Saturday, June 18, 2011
A nosedive of morale
Cameron's drive to reduce the size of the Armed Forces, even to the extent that he is forcing Service chiefs to call for redundancies, is undoubtedly marking the final stages in the decline of the UK as a political power. It would be a fool, however, who did not expect this to have a knock-on effect within the Services, so the news from Thomas Harding that morale is at "rock bottom" comes as absolutely no surprise.
He tells us that this, together with concerns that the Army is in a "permanent state of decline" has led to twice as many people applying for redundancy as expected. They include several future battalion leaders and two officers singled out as potential generals. Six brigadiers have volunteered for redundancy and 48 majors, with an average of 16 years experience each, have asked to go.
The important thing here though is that we are not just talking about the over-paid and over-privileged officer corps throwing a hissy fit.
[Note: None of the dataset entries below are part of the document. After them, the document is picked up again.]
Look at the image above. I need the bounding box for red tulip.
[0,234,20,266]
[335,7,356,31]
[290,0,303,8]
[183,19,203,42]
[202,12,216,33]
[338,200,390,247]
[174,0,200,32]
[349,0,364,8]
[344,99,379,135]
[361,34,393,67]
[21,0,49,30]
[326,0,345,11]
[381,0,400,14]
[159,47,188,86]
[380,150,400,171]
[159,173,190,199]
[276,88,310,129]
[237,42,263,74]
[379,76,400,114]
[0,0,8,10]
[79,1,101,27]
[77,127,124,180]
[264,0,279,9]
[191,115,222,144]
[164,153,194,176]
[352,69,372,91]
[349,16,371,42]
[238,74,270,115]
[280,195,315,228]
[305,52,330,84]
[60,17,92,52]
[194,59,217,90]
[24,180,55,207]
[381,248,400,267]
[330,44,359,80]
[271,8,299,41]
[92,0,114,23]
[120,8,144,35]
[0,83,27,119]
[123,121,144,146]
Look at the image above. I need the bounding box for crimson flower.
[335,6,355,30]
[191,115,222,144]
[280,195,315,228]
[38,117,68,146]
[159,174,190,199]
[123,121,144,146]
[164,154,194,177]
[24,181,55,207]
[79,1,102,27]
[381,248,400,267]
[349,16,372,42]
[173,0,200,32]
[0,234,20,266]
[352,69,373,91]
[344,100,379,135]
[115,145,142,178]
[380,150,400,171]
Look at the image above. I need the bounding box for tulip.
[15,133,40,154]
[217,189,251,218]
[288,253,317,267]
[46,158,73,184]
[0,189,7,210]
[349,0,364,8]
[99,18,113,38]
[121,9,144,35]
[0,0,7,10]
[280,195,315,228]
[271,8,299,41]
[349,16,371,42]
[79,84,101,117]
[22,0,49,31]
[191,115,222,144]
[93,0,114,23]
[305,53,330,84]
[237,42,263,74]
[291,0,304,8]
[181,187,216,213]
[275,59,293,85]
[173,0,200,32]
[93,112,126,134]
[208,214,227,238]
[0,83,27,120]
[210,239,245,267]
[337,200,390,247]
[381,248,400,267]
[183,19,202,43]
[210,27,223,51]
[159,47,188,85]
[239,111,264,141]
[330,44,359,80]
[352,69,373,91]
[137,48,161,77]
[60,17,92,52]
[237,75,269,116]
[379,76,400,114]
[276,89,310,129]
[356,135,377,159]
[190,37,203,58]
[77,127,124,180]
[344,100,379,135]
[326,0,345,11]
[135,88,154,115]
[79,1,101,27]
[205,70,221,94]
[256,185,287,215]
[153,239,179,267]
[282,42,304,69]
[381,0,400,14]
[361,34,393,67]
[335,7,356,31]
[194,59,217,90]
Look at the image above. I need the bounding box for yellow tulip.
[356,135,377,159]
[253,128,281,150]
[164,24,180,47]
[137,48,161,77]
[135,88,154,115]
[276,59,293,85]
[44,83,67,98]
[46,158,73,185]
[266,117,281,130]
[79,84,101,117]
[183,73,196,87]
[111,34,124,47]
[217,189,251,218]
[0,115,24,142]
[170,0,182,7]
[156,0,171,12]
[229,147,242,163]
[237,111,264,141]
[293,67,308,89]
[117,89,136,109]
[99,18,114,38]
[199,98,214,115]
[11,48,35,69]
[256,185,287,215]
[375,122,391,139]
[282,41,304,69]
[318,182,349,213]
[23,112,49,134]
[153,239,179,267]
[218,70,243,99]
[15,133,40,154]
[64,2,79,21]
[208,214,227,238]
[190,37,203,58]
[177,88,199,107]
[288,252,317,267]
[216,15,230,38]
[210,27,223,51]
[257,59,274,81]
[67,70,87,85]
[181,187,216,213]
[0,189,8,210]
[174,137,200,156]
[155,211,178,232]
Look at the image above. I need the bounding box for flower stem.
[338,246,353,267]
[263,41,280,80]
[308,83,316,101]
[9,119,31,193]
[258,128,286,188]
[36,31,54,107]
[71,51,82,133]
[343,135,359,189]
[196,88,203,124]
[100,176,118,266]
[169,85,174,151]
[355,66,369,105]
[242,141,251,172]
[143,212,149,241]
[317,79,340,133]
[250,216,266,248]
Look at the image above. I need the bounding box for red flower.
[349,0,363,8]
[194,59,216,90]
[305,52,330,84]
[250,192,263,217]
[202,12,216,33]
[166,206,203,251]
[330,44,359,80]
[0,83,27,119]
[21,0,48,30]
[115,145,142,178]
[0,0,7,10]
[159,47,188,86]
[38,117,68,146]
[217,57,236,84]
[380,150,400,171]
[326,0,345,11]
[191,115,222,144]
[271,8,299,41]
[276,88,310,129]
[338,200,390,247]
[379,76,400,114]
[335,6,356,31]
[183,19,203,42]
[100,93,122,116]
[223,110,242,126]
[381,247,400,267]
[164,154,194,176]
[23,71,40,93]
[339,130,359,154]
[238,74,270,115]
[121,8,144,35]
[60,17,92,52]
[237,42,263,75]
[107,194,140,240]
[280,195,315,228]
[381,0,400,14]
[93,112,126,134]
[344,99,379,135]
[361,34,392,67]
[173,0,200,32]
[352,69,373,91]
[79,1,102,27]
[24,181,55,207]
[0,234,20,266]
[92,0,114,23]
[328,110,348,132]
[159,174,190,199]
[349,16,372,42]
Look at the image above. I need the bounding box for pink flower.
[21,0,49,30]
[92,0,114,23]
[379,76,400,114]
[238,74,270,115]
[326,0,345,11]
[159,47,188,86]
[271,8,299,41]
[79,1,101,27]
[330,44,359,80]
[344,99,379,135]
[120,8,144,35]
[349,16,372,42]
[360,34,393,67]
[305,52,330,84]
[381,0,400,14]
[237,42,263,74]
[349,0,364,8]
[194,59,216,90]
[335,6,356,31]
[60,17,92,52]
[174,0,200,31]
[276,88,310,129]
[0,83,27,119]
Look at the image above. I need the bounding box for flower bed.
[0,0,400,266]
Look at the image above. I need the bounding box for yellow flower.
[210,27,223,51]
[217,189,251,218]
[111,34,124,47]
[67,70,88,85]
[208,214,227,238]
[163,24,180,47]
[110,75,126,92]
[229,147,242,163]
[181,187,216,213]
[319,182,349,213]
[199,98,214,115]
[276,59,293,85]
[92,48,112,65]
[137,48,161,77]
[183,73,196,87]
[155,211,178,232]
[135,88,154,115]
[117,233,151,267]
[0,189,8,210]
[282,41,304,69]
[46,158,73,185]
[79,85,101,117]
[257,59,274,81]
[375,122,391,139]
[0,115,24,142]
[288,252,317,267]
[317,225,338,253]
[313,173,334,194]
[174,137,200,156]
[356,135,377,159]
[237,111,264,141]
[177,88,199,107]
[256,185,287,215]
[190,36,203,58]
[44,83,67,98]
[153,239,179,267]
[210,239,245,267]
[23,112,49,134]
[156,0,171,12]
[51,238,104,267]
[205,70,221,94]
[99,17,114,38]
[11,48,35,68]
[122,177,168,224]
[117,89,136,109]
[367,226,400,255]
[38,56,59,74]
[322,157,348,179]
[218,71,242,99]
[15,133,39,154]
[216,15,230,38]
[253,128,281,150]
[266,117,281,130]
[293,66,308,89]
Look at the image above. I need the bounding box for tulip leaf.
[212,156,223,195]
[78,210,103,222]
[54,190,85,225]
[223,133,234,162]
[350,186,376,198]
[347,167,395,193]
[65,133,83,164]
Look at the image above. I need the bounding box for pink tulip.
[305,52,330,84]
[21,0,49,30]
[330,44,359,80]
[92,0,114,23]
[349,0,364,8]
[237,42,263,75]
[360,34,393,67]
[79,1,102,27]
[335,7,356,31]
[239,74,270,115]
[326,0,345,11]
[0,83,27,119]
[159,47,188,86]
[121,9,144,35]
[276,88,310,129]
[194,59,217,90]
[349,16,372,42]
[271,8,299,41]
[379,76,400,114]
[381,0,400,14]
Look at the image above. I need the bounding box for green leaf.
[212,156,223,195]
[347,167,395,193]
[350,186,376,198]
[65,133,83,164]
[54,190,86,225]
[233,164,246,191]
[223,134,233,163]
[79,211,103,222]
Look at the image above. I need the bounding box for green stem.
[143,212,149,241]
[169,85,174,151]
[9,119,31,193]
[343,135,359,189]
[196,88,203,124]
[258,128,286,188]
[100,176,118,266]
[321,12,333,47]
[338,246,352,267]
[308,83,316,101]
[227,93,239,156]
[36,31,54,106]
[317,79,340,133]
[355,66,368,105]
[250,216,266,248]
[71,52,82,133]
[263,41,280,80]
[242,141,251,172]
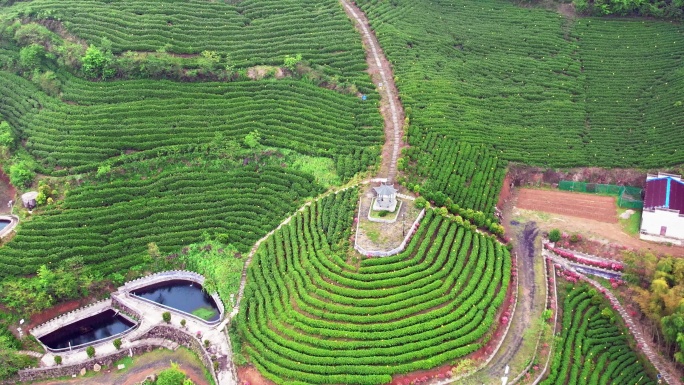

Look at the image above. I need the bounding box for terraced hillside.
[357,0,684,168]
[405,133,507,217]
[542,285,657,385]
[0,71,382,175]
[8,0,369,84]
[0,0,387,282]
[0,163,322,279]
[237,196,512,384]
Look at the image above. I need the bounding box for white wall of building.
[641,209,684,242]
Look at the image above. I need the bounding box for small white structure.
[21,191,38,210]
[373,184,398,212]
[640,173,684,245]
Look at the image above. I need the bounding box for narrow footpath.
[340,0,404,183]
[547,251,682,385]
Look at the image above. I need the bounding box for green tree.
[31,70,61,96]
[82,45,115,79]
[113,338,122,350]
[162,311,171,323]
[548,229,561,242]
[18,44,45,71]
[9,161,35,188]
[283,53,303,72]
[156,363,189,385]
[244,129,261,160]
[0,121,13,149]
[86,346,95,358]
[244,129,261,150]
[198,50,221,72]
[96,164,111,180]
[662,302,684,363]
[54,355,62,365]
[14,23,53,46]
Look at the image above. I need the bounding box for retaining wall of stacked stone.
[13,344,161,383]
[111,295,142,321]
[138,325,218,384]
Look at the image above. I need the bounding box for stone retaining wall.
[111,295,142,321]
[138,325,218,385]
[120,270,205,292]
[14,343,161,383]
[0,214,19,238]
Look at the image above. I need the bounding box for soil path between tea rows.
[340,0,405,184]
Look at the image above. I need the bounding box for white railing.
[30,299,112,338]
[121,270,225,325]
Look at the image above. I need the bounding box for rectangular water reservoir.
[39,309,135,351]
[132,279,220,322]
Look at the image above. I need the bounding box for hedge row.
[541,285,656,385]
[0,165,321,279]
[0,71,383,176]
[236,194,511,384]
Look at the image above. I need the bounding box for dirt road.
[486,222,542,379]
[340,0,405,183]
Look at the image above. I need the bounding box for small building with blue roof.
[640,173,684,245]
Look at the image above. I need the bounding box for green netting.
[618,186,644,209]
[559,180,643,209]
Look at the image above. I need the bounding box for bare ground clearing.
[509,189,684,256]
[516,189,618,223]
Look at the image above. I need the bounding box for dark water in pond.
[132,279,220,322]
[0,219,10,230]
[39,309,135,350]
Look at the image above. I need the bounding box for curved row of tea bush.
[0,71,382,175]
[237,198,511,384]
[541,285,656,385]
[356,0,684,168]
[403,133,506,217]
[10,0,369,84]
[0,164,321,279]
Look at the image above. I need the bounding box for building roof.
[644,175,684,212]
[373,184,397,196]
[21,191,38,205]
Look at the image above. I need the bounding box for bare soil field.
[516,189,618,223]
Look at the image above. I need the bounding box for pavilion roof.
[373,184,397,196]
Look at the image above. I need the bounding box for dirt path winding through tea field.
[340,0,404,184]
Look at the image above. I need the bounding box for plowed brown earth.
[516,189,617,223]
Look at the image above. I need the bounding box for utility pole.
[402,213,406,237]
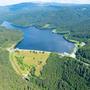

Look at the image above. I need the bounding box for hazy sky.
[0,0,90,6]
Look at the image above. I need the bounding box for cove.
[1,21,74,53]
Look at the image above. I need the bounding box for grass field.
[10,50,50,77]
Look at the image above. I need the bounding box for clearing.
[10,49,50,77]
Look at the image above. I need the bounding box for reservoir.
[2,21,74,53]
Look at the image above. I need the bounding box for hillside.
[0,27,33,90]
[0,3,90,90]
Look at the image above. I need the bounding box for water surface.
[2,21,74,53]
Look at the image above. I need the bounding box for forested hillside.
[0,27,41,90]
[27,53,90,90]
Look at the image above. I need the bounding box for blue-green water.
[2,21,74,53]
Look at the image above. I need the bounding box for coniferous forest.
[0,3,90,90]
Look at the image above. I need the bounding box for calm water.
[2,21,74,53]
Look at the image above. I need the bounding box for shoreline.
[3,21,80,58]
[52,30,86,58]
[7,26,86,59]
[7,39,85,59]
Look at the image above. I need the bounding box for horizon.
[0,0,90,6]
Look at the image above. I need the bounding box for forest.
[0,3,90,90]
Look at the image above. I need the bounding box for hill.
[0,3,90,90]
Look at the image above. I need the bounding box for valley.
[0,3,90,90]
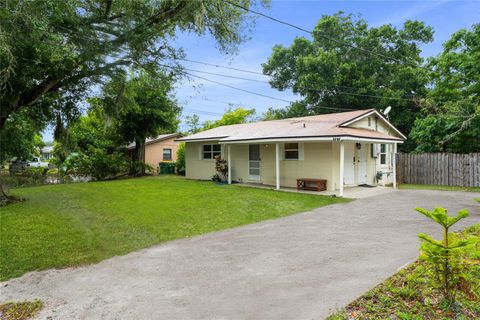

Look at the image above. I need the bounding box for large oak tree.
[0,0,268,204]
[0,0,268,130]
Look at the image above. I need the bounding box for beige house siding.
[185,141,217,180]
[260,143,334,190]
[144,137,179,169]
[185,139,397,190]
[348,115,393,135]
[186,142,337,191]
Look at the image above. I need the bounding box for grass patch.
[327,224,480,320]
[0,176,349,280]
[399,184,480,192]
[0,300,43,320]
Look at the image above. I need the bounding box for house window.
[380,144,387,165]
[368,117,371,127]
[284,143,299,160]
[203,144,221,160]
[163,148,172,161]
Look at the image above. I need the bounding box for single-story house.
[40,146,54,161]
[127,133,182,169]
[177,109,405,196]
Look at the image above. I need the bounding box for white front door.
[357,144,367,184]
[248,144,261,181]
[343,143,355,185]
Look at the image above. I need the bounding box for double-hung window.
[380,144,387,165]
[163,148,172,161]
[284,143,299,160]
[203,144,221,160]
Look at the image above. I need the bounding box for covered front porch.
[222,139,399,197]
[235,182,396,199]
The Army is expected to lose a substantial number of senior NCOs, and has also been inundated with applications from corporals, sergeants and staff sergeants.
This we picked up independently, a little time ago, when we learned that the trigger for departure was a tour in Afghanistan. Once they had experience the shambles, hardship and danger of that theatre – with no obvious reason why they should – few are willing to repeat it. Now, so desperately short of junior NCOs are some units that soldiers only a few months out of training are being promoted.
Whatever the MoD and government propaganda might proclaim, we are fully aware that the official accounts are biased and incomplete, on top of which the Army is haunted by its institutional memory of failure in Iraq.
Cynicism has thus become a dominant sentiment and there is a massive sense of the futility of the Afghan operation, Furthermore, the failure of the Army to come to terms with its experience in that theatre has carried over into Afghanistan.
We are thus seeing an institution which has lost faith in itself, the result being dangerous haemorrhage, ending up with the ranks populated by children, as the older, more seasoned troops leave, commanded by a higher proportion of the inexperienced, the incompetent and disillusioned.
Military historians will undoubtedly be able to tell us things have been worse – and the inter-war period when disarmament was the vogue, must have been pretty dispiriting. Nevertheless, when the Army chiefs asks for 25 colonels to volunteer for redundancy and receives 52 applications, it must be agreed that the situation is dire.
One wonders, though, whether in the short to medium term the situation it recoverable, and whether indeed there is any serious political will to make any improvements. One cannot help but feel that the people masquerading as our leaders are content with the way things are developing, and will be most happy when our Army looks like the picture above.